È in questa atmosfera di angoscia che forse William Shakespeare maturò il suo rifiuto della guerra e assunse per sé una posizione che potremmo definire, con un’etichetta moderna, “pacifista”. Il grido contro le contese armate si erge da più parti, ma in modo particolare dai versi del Troilus and Cressida e di Hamlet. Nel 1588 l’Invincibile Armada era stata già sconfitta, ma la guerra contro la Spagna non era ancora finita e a questa ben presto si aggiunse la rivolta dell’Irlanda cattolica contro la corona inglese. La Virgin Queen, come è ricordata Elisabetta che per tutta la vita rifiutò di contrarre matrimoni di convenienza, non riuscì a portare la sua nazione al trionfo dato che la morte la colse nel 1603. L’onere toccò al suo successore Giacomo I Stuart che concluse con successo tutte le ostilità già nel 1604. Hamlet [1]e Troilus and Cressida, scritti tra il 1600-1602, evocano il clima incerto di questo periodo. Shakespeare ripudia la guerra e lo fa per bocca di Amleto, quando questi in partenza per l’Inghilterra vede transitare sul Regno di Danimarca le truppe di Fortebraccio, dirette contro la Polonia (Nessun segno mostra perché l’uomo muoia; III, 8).
Shakespeare ripudia la guerra e lo fa per bocca di Amleto, quando questi in partenza per l’Inghilterra vede transitare sul Regno di Danimarca le truppe di Fortebraccio, dirette contro la Polonia (Nessun segno mostra perché l’uomo muoia; III, 8).

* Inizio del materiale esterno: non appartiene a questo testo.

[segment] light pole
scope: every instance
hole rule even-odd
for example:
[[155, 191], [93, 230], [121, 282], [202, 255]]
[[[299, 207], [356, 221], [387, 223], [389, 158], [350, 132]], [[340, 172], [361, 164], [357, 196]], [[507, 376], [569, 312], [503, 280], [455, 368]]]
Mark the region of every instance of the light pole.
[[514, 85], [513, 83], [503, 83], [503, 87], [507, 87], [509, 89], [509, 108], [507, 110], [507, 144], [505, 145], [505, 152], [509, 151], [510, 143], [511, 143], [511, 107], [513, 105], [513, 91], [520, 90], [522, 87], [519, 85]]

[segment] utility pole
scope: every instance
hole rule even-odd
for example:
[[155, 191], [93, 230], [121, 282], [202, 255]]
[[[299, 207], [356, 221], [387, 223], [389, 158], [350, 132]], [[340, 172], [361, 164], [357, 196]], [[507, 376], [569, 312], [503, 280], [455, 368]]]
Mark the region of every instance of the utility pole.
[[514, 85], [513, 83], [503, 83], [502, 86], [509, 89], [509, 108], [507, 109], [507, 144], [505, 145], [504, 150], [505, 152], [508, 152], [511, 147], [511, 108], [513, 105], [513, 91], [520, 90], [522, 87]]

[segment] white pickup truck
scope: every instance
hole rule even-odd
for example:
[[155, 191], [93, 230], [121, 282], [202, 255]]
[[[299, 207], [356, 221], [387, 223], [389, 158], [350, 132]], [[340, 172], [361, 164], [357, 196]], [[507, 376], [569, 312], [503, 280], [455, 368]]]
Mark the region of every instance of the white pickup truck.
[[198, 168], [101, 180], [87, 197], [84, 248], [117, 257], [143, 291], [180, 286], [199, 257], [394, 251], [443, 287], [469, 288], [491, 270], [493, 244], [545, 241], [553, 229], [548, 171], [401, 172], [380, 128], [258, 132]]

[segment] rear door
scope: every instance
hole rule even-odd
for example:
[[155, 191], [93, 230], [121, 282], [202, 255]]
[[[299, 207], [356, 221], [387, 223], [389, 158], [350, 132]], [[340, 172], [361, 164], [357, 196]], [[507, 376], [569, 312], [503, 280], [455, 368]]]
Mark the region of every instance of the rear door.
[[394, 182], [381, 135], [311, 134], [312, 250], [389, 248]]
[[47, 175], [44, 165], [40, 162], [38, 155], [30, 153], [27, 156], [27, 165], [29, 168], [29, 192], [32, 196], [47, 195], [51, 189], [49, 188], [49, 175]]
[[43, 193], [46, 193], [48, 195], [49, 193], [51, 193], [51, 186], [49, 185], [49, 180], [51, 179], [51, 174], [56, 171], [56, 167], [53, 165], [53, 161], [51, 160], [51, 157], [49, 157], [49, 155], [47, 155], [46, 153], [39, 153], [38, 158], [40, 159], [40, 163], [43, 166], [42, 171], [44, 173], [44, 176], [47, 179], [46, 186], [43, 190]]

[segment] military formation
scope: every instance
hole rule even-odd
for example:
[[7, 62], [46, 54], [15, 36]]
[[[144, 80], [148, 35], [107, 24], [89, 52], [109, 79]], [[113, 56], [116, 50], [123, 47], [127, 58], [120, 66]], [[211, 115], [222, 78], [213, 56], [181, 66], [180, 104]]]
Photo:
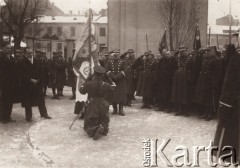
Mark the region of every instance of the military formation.
[[[44, 98], [47, 88], [52, 89], [52, 99], [59, 100], [64, 96], [64, 86], [72, 87], [70, 99], [75, 99], [74, 53], [65, 59], [62, 51], [54, 51], [48, 60], [45, 52], [37, 51], [33, 57], [28, 48], [13, 53], [3, 47], [0, 121], [15, 122], [11, 118], [14, 103], [21, 103], [27, 122], [32, 121], [35, 106], [41, 117], [51, 119]], [[94, 74], [79, 89], [82, 95], [88, 94], [88, 101], [76, 102], [74, 113], [85, 108], [84, 130], [90, 137], [97, 140], [108, 134], [110, 105], [112, 115], [125, 116], [124, 107], [131, 107], [136, 97], [141, 97], [141, 108], [146, 111], [198, 116], [206, 121], [219, 118], [214, 143], [239, 150], [239, 131], [235, 129], [239, 124], [239, 49], [228, 45], [222, 52], [209, 46], [198, 51], [179, 47], [157, 55], [147, 50], [136, 56], [133, 49], [120, 53], [116, 49], [99, 57]], [[229, 138], [232, 135], [236, 137]]]
[[228, 57], [228, 50], [214, 46], [191, 52], [180, 47], [157, 56], [148, 50], [139, 57], [132, 49], [122, 55], [114, 50], [100, 60], [117, 85], [110, 99], [113, 114], [124, 116], [123, 106], [131, 106], [136, 95], [142, 97], [143, 109], [212, 120], [218, 116]]

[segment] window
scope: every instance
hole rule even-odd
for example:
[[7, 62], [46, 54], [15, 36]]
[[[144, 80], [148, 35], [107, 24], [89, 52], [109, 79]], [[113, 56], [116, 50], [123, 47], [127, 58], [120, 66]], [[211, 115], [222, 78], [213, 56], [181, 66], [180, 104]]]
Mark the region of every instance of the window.
[[62, 51], [62, 43], [58, 43], [57, 49], [58, 49], [58, 51]]
[[106, 45], [105, 44], [99, 44], [99, 52], [104, 52], [106, 50]]
[[51, 51], [51, 44], [47, 43], [47, 51], [50, 52]]
[[32, 34], [33, 34], [33, 29], [32, 29], [32, 27], [29, 27], [29, 29], [28, 29], [28, 35], [29, 35], [29, 36], [32, 36]]
[[70, 36], [75, 36], [75, 27], [70, 28]]
[[49, 35], [49, 36], [52, 36], [52, 27], [48, 27], [47, 28], [47, 34]]
[[41, 43], [36, 43], [36, 48], [41, 49]]
[[62, 35], [62, 27], [57, 27], [57, 35], [58, 36]]
[[216, 40], [215, 40], [214, 37], [212, 37], [212, 38], [211, 38], [211, 45], [215, 45], [215, 43], [216, 43]]
[[99, 34], [100, 36], [106, 36], [106, 28], [105, 27], [100, 27], [99, 29]]

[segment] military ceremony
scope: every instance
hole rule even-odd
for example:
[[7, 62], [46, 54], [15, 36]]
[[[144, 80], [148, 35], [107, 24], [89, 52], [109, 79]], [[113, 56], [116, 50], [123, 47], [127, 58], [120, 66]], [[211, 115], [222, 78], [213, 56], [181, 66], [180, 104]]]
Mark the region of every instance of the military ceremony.
[[0, 168], [239, 167], [239, 9], [2, 0]]

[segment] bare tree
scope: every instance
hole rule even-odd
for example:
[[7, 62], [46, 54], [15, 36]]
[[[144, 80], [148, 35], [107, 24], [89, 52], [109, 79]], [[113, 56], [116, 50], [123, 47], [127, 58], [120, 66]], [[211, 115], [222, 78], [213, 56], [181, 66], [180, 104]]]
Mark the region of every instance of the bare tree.
[[25, 28], [39, 15], [43, 15], [48, 6], [47, 0], [4, 0], [0, 17], [14, 37], [14, 48], [20, 48]]
[[158, 8], [161, 20], [168, 30], [170, 50], [181, 45], [189, 46], [194, 34], [195, 0], [159, 0]]

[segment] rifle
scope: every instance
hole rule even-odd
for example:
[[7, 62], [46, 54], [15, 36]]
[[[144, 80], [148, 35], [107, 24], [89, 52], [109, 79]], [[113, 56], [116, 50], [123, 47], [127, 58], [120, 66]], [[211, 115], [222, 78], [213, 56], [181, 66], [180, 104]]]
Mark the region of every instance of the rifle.
[[69, 127], [69, 130], [71, 130], [73, 124], [76, 122], [76, 120], [84, 113], [84, 111], [86, 111], [86, 105], [84, 104], [82, 110], [78, 113], [78, 115], [74, 118], [72, 124]]

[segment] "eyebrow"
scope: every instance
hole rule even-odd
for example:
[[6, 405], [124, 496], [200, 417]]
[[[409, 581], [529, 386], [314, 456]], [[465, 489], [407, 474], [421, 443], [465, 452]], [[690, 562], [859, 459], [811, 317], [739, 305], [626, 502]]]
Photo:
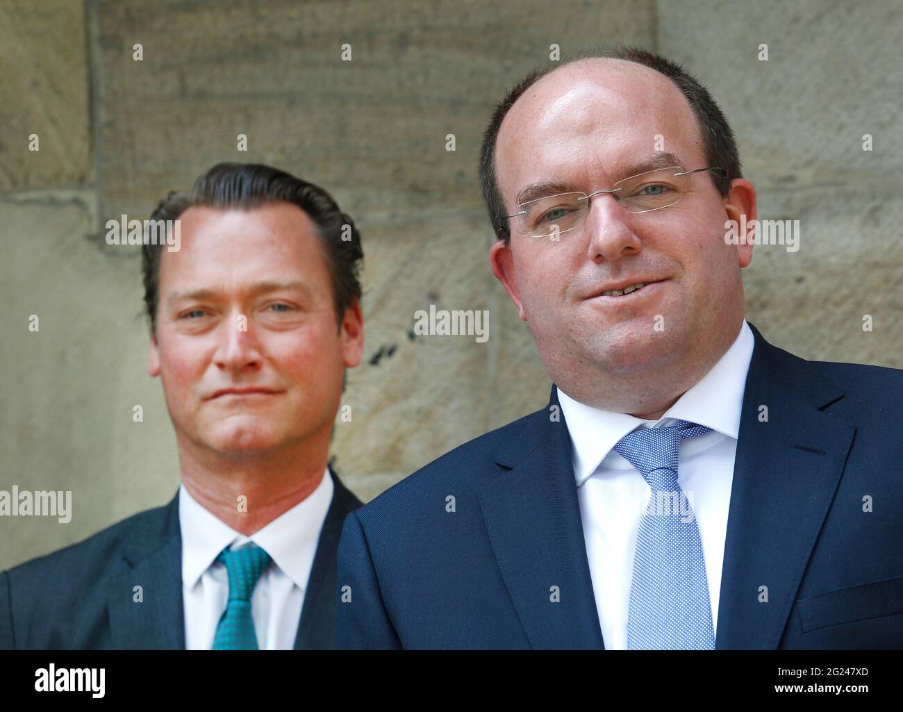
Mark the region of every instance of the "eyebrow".
[[[614, 173], [621, 176], [620, 180], [622, 180], [623, 178], [629, 178], [631, 175], [645, 173], [647, 171], [670, 168], [672, 165], [678, 166], [682, 171], [686, 170], [684, 162], [675, 154], [672, 154], [670, 151], [656, 151], [654, 154], [650, 154], [646, 158], [636, 163], [615, 169]], [[545, 198], [548, 195], [577, 192], [578, 190], [573, 185], [561, 183], [560, 181], [539, 181], [522, 188], [520, 192], [517, 193], [517, 197], [515, 198], [515, 205], [522, 205], [525, 202]]]
[[[287, 280], [284, 282], [257, 282], [252, 285], [247, 289], [247, 293], [251, 296], [257, 296], [259, 295], [268, 294], [269, 292], [279, 292], [279, 291], [289, 291], [296, 289], [303, 292], [305, 296], [311, 296], [312, 292], [311, 288], [300, 280]], [[203, 300], [203, 299], [216, 299], [220, 296], [221, 293], [215, 289], [191, 289], [185, 292], [175, 292], [170, 295], [166, 300], [168, 304], [172, 304], [173, 302], [187, 301], [187, 300]]]

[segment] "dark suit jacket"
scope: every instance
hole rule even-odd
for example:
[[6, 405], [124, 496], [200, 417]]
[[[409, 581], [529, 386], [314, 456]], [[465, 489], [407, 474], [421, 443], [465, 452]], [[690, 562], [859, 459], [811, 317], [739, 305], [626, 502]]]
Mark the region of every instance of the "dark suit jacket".
[[[330, 470], [331, 472], [331, 470]], [[360, 501], [335, 490], [304, 594], [295, 650], [335, 641], [336, 548]], [[132, 600], [144, 588], [144, 603]], [[0, 649], [184, 650], [179, 495], [79, 544], [0, 573]]]
[[[715, 646], [903, 648], [903, 370], [752, 331]], [[603, 648], [557, 405], [553, 388], [349, 515], [338, 647]]]

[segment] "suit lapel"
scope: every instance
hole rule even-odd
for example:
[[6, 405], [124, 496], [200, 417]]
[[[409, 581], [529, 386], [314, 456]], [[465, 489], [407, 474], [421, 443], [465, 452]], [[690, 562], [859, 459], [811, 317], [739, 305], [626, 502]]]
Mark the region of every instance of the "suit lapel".
[[335, 489], [320, 531], [317, 552], [304, 592], [304, 604], [294, 640], [296, 651], [335, 648], [336, 555], [345, 517], [361, 505], [358, 498], [341, 483], [331, 467], [329, 472]]
[[[842, 391], [752, 331], [756, 344], [731, 492], [718, 650], [777, 648], [855, 433], [853, 425], [825, 412]], [[767, 421], [760, 418], [763, 406]]]
[[122, 558], [125, 570], [110, 576], [107, 591], [115, 647], [184, 650], [178, 493], [166, 507], [138, 515]]
[[549, 408], [525, 422], [497, 457], [505, 472], [480, 490], [496, 561], [533, 648], [602, 648], [570, 439], [554, 388]]

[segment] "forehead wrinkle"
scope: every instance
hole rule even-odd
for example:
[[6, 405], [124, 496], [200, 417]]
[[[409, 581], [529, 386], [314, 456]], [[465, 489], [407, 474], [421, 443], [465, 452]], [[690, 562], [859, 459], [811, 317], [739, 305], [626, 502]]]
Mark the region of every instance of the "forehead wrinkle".
[[[269, 292], [277, 292], [282, 289], [297, 289], [298, 291], [303, 293], [305, 296], [310, 296], [312, 295], [310, 286], [299, 279], [256, 282], [243, 291], [249, 296], [256, 296]], [[223, 294], [224, 293], [220, 290], [210, 289], [208, 287], [191, 289], [173, 293], [167, 299], [167, 302], [172, 303], [183, 299], [217, 299], [221, 297]]]
[[[649, 155], [638, 160], [634, 160], [629, 164], [620, 161], [617, 163], [614, 167], [610, 169], [608, 173], [615, 177], [616, 180], [614, 183], [617, 183], [618, 181], [624, 180], [625, 178], [630, 178], [634, 175], [647, 173], [647, 171], [655, 171], [659, 168], [670, 168], [673, 165], [676, 165], [682, 171], [686, 170], [686, 165], [675, 154], [673, 154], [670, 151], [655, 151]], [[593, 186], [586, 186], [586, 188], [587, 190], [598, 190]], [[539, 198], [545, 198], [548, 195], [555, 195], [560, 192], [571, 192], [572, 191], [582, 192], [580, 188], [577, 188], [576, 186], [564, 181], [556, 179], [537, 181], [536, 183], [529, 183], [522, 188], [517, 193], [517, 197], [515, 199], [515, 201], [516, 204], [521, 205], [525, 202], [529, 202], [530, 201], [535, 201]]]

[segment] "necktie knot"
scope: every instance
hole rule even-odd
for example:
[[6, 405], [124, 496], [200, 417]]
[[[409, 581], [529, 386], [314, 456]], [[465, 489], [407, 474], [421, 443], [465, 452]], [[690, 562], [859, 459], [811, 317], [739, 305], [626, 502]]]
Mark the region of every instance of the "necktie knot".
[[668, 427], [640, 427], [624, 436], [615, 451], [639, 471], [650, 485], [673, 479], [676, 483], [680, 444], [687, 437], [711, 433], [712, 428], [681, 420]]
[[224, 549], [217, 561], [228, 572], [228, 600], [250, 601], [254, 587], [269, 566], [270, 555], [256, 544], [229, 551]]

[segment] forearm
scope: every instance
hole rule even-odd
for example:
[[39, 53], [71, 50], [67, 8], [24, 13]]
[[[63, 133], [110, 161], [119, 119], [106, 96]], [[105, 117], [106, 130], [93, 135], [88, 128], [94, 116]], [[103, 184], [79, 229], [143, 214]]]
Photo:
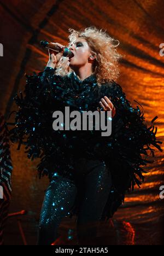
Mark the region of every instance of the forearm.
[[53, 77], [55, 69], [55, 67], [53, 68], [52, 67], [50, 67], [47, 65], [44, 68], [44, 69], [40, 76], [41, 82], [42, 83], [45, 82], [47, 80], [47, 78], [49, 80], [51, 80]]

Dipinto raffigurante Amleto. Scoperto a Lucca, viene fatto risalire a Domenico Brugeri

E più avanti:

Io davvero non so perché passo la vita a dire “questo è da farsi” quando ho causa, volontà, salute e mezzi per farlo. Esempi pesanti come la terra mi esortano: sia prova questo esercito, massa di uomini e vettovaglie, guidato da un principe di eletta gioventù, il cui spirito, caldo di ambizione divina, provoca l’evento invisibile, esponendo ciò che è mortale e malcerto a ogni azzardo della Fortuna, a pericoli e distruzione, per cosa? Per un guscio d’uovo…

Continua più sotto:

…vedo promessi alla morte ventimila soldati correre alla tomba come a un giaciglio, per una fantasia, per una ripicca, sgozzarsi per un’aiuola che non li conterrebbe, che non è fossa, non è burrone capace di tanta carneficina.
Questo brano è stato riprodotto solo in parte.